The University of Auckland’s Wayne Smith argues it’s time to rid our schools of divisive competitive neoliberal governance

As the school year gets under way for another year, it is an opportune time to reflect on the major issues that impacted on education in 2018 and to project forward to what is likely to play out in 2019.

While we reflect, our teachers will be focused determinedly on developing positive relationships with their pupils and establishing cooperative, inquiry-focused learning environments in their classrooms.

Unfortunately, as these professional and highly competent teachers start their new year, the major issue of 2018 will still be lurking in the background –working conditions and pay scales – is not yet resolved.

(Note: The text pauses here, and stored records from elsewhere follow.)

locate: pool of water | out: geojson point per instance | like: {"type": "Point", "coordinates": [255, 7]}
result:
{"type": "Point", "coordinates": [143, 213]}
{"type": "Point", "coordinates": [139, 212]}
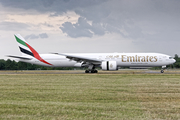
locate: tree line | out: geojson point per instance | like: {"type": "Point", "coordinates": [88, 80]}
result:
{"type": "Point", "coordinates": [13, 65]}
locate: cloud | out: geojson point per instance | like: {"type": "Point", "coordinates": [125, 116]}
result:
{"type": "Point", "coordinates": [33, 36]}
{"type": "Point", "coordinates": [131, 19]}
{"type": "Point", "coordinates": [82, 29]}
{"type": "Point", "coordinates": [13, 26]}
{"type": "Point", "coordinates": [43, 35]}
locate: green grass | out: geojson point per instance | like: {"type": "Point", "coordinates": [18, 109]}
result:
{"type": "Point", "coordinates": [90, 96]}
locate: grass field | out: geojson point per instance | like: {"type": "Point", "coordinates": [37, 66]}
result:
{"type": "Point", "coordinates": [89, 96]}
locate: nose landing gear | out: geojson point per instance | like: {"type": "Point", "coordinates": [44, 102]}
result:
{"type": "Point", "coordinates": [91, 69]}
{"type": "Point", "coordinates": [162, 69]}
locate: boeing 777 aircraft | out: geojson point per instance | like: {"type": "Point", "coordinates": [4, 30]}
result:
{"type": "Point", "coordinates": [106, 61]}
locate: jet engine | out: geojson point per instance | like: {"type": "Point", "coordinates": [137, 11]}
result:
{"type": "Point", "coordinates": [109, 65]}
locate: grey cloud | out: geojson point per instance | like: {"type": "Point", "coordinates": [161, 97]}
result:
{"type": "Point", "coordinates": [13, 26]}
{"type": "Point", "coordinates": [33, 36]}
{"type": "Point", "coordinates": [43, 35]}
{"type": "Point", "coordinates": [132, 19]}
{"type": "Point", "coordinates": [82, 29]}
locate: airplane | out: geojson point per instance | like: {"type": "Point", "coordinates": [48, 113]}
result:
{"type": "Point", "coordinates": [105, 61]}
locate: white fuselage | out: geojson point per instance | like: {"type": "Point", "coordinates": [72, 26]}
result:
{"type": "Point", "coordinates": [122, 59]}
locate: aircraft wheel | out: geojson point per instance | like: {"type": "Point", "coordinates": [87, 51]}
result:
{"type": "Point", "coordinates": [86, 71]}
{"type": "Point", "coordinates": [95, 71]}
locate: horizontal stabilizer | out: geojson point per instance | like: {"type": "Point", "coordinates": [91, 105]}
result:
{"type": "Point", "coordinates": [79, 58]}
{"type": "Point", "coordinates": [24, 58]}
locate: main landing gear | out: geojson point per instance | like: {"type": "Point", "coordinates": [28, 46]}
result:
{"type": "Point", "coordinates": [91, 69]}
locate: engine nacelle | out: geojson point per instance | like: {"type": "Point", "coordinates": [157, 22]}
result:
{"type": "Point", "coordinates": [109, 65]}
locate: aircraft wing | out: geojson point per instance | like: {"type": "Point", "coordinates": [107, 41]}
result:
{"type": "Point", "coordinates": [80, 58]}
{"type": "Point", "coordinates": [25, 58]}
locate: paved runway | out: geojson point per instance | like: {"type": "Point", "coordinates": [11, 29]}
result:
{"type": "Point", "coordinates": [121, 71]}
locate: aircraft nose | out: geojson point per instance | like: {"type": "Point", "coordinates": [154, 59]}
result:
{"type": "Point", "coordinates": [174, 60]}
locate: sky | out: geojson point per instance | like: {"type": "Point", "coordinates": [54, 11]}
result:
{"type": "Point", "coordinates": [91, 26]}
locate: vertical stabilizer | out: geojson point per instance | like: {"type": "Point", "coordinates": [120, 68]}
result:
{"type": "Point", "coordinates": [26, 49]}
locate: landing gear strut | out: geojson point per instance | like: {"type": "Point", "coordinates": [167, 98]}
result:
{"type": "Point", "coordinates": [162, 69]}
{"type": "Point", "coordinates": [91, 69]}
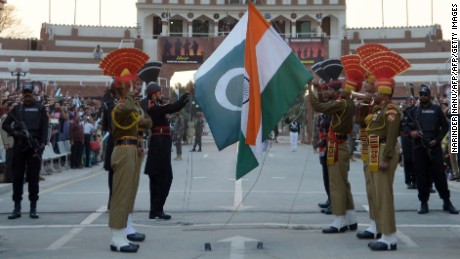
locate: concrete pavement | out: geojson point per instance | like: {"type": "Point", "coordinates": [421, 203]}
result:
{"type": "Point", "coordinates": [278, 208]}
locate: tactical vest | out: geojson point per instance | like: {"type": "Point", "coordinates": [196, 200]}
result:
{"type": "Point", "coordinates": [428, 120]}
{"type": "Point", "coordinates": [30, 115]}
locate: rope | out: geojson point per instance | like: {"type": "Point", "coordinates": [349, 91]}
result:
{"type": "Point", "coordinates": [298, 190]}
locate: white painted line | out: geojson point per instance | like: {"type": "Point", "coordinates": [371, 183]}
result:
{"type": "Point", "coordinates": [78, 193]}
{"type": "Point", "coordinates": [93, 216]}
{"type": "Point", "coordinates": [406, 239]}
{"type": "Point", "coordinates": [73, 232]}
{"type": "Point", "coordinates": [64, 239]}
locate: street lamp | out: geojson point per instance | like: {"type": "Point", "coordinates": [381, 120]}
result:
{"type": "Point", "coordinates": [18, 70]}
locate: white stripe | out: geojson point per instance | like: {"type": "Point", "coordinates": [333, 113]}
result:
{"type": "Point", "coordinates": [236, 36]}
{"type": "Point", "coordinates": [406, 239]}
{"type": "Point", "coordinates": [271, 52]}
{"type": "Point", "coordinates": [73, 232]}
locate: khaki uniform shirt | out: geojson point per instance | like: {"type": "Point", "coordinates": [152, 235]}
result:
{"type": "Point", "coordinates": [341, 110]}
{"type": "Point", "coordinates": [125, 117]}
{"type": "Point", "coordinates": [384, 121]}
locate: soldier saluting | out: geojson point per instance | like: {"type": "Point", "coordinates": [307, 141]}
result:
{"type": "Point", "coordinates": [28, 124]}
{"type": "Point", "coordinates": [127, 121]}
{"type": "Point", "coordinates": [158, 165]}
{"type": "Point", "coordinates": [338, 148]}
{"type": "Point", "coordinates": [383, 130]}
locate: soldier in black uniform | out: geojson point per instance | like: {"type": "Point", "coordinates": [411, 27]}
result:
{"type": "Point", "coordinates": [427, 126]}
{"type": "Point", "coordinates": [28, 124]}
{"type": "Point", "coordinates": [148, 73]}
{"type": "Point", "coordinates": [158, 164]}
{"type": "Point", "coordinates": [407, 146]}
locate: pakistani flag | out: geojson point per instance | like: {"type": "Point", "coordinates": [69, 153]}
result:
{"type": "Point", "coordinates": [274, 78]}
{"type": "Point", "coordinates": [247, 85]}
{"type": "Point", "coordinates": [219, 87]}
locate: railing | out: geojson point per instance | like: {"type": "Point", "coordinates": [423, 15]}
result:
{"type": "Point", "coordinates": [126, 41]}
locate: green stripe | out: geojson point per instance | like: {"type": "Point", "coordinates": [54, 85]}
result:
{"type": "Point", "coordinates": [246, 160]}
{"type": "Point", "coordinates": [281, 91]}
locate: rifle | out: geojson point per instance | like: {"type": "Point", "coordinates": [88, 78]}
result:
{"type": "Point", "coordinates": [411, 88]}
{"type": "Point", "coordinates": [31, 141]}
{"type": "Point", "coordinates": [425, 141]}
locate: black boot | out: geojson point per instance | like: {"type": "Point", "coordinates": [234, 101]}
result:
{"type": "Point", "coordinates": [16, 212]}
{"type": "Point", "coordinates": [423, 208]}
{"type": "Point", "coordinates": [325, 204]}
{"type": "Point", "coordinates": [447, 206]}
{"type": "Point", "coordinates": [33, 210]}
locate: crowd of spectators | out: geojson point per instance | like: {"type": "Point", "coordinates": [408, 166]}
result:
{"type": "Point", "coordinates": [72, 118]}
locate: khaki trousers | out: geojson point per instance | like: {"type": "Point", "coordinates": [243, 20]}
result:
{"type": "Point", "coordinates": [125, 183]}
{"type": "Point", "coordinates": [383, 192]}
{"type": "Point", "coordinates": [340, 189]}
{"type": "Point", "coordinates": [369, 189]}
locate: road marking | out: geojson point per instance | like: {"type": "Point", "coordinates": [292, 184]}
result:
{"type": "Point", "coordinates": [71, 182]}
{"type": "Point", "coordinates": [403, 237]}
{"type": "Point", "coordinates": [237, 245]}
{"type": "Point", "coordinates": [73, 232]}
{"type": "Point", "coordinates": [258, 224]}
{"type": "Point", "coordinates": [406, 239]}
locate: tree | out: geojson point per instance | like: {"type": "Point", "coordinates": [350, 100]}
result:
{"type": "Point", "coordinates": [10, 24]}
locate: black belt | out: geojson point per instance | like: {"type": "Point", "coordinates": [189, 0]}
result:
{"type": "Point", "coordinates": [341, 136]}
{"type": "Point", "coordinates": [127, 142]}
{"type": "Point", "coordinates": [161, 131]}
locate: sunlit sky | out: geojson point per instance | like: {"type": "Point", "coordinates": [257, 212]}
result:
{"type": "Point", "coordinates": [360, 13]}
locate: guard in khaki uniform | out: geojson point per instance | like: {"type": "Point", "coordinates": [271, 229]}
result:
{"type": "Point", "coordinates": [338, 149]}
{"type": "Point", "coordinates": [383, 130]}
{"type": "Point", "coordinates": [364, 108]}
{"type": "Point", "coordinates": [127, 122]}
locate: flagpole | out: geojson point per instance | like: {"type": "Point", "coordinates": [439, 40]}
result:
{"type": "Point", "coordinates": [431, 12]}
{"type": "Point", "coordinates": [100, 11]}
{"type": "Point", "coordinates": [407, 13]}
{"type": "Point", "coordinates": [383, 19]}
{"type": "Point", "coordinates": [49, 11]}
{"type": "Point", "coordinates": [75, 12]}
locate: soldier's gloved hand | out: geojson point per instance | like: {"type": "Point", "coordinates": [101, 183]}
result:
{"type": "Point", "coordinates": [415, 134]}
{"type": "Point", "coordinates": [383, 166]}
{"type": "Point", "coordinates": [19, 134]}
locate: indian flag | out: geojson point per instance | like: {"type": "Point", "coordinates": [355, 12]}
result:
{"type": "Point", "coordinates": [274, 77]}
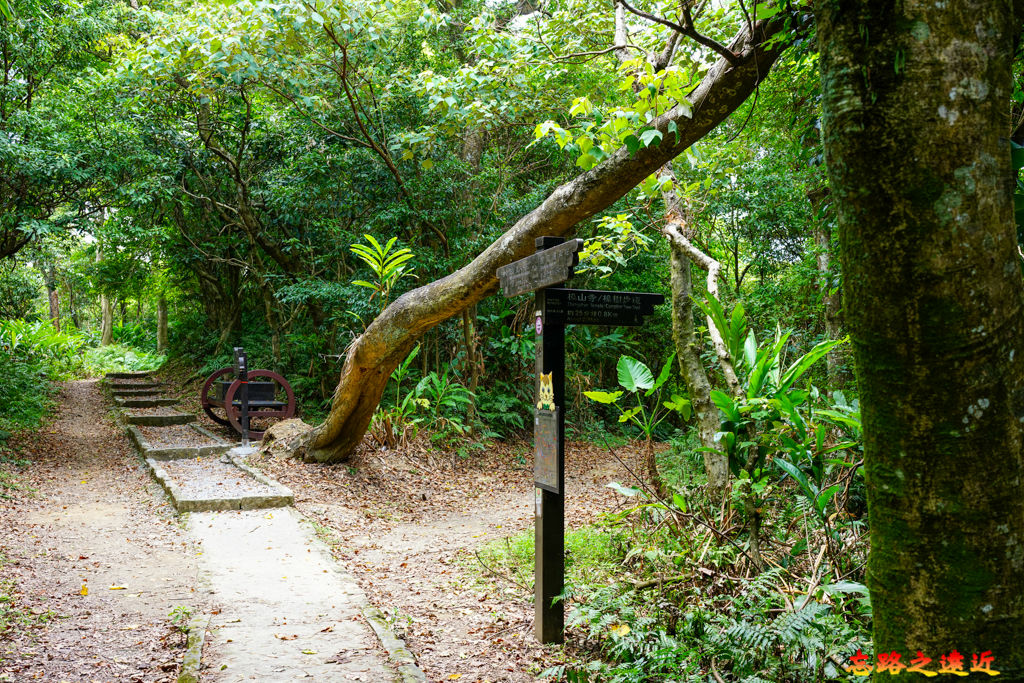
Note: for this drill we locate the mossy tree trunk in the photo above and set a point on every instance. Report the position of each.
(162, 341)
(373, 355)
(916, 97)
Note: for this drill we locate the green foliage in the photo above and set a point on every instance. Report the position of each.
(33, 354)
(180, 616)
(20, 290)
(13, 614)
(387, 264)
(118, 358)
(637, 379)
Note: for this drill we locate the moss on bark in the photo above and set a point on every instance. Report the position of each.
(915, 132)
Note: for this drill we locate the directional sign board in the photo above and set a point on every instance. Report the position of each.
(551, 266)
(597, 307)
(547, 469)
(556, 307)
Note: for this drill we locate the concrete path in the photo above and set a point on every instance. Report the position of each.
(286, 611)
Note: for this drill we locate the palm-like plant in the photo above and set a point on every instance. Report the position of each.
(388, 266)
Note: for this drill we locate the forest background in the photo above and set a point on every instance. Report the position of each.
(183, 177)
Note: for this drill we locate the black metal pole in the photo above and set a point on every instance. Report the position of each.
(549, 536)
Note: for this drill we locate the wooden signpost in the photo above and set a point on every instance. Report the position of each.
(556, 307)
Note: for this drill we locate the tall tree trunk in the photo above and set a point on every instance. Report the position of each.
(916, 140)
(474, 358)
(687, 345)
(52, 296)
(836, 360)
(107, 321)
(105, 311)
(388, 339)
(162, 342)
(686, 340)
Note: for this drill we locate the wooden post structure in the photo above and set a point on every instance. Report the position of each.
(556, 307)
(242, 370)
(549, 471)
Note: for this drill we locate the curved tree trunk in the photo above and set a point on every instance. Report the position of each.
(373, 355)
(916, 97)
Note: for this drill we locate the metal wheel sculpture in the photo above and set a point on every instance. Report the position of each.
(262, 404)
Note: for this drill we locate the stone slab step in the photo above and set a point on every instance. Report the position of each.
(127, 376)
(195, 442)
(159, 420)
(210, 483)
(143, 401)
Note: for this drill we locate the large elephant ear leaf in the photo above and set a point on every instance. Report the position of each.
(633, 375)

This issue will continue to be significant in 2019 and will probably grow legs unless the Minister can find an early solution. And I hope he does. Both primary and secondary teachers will be starting the year with the same concerns and similar frustrations which will cause greater disturbance to schooling across both sectors if the matter cannot be resolved early. The Minister simply has to offer a better long-term solution.

A second significant event of 2018 was the release of the Tomorrow’s Schools Report on December 7. The Minister is to be applauded for commissioning it and the Taskforce Committee for producing such a comprehensive review, long overdue, with innovative proposals. The review offers some significant hope for the future governance of schooling in New Zealand. As Peter O’Connor commented in Newsroom in December: “30 years of a business model approach to education has wreaked havoc on our schooling system and had further wider impacts across all aspects of New Zealand life.”

Sadly, but not surprisingly, in October last year the findings of an international report from UNICEF found New Zealand to be among the worst ranked for inequality in education. This report, which drew on global education data from early years to secondary school, ranked New Zealand at 33 out of 38 for inequality in the classroom. This is not a situation we can tolerate any longer in our society.

Whether we like the proposed government-appointed taskforce changes or not, they offer grounds for a debate that we should be having in education. The report has already prompted controversy as it proposes significant changes in the form of ‘education hubs’ that will reduce the level of independence of individual school boards of trustees.

The proposed hubs are designed to bring about greater networking between schools and with that more equitable outcomes from our school system, and this is very necessary. We all want a more equitable school system and correspondingly more equitable outcomes for our children and youth, but we cannot seem to agree on how this should happen.

Unfortunately, or perhaps fortunately because it requires us to reflect on our differences, this proposal brings to the surface again the significant divide in this country between the haves and the have nots. This is why the debate is so necessary. I personally applaud and support the education hub initiative at the level of governance that is proposed, but it will continue to be controversial because of the divide between the schools who have, and the schools who have not.

Once again, in this debate,  principals, educators and others, will draw on their polarised ideological views about equity and as such we should not be surprised that the matter will be played out along the left right political divide that has divided our society in so many detrimental ways in recent decades. It is time to address the inequity in our schooling: It is time to rid our schools of the current divisive competitive neoliberal governance.

Associate Professor Wayne Smith is from the University of Auckland's Faculty of Education and Social Work.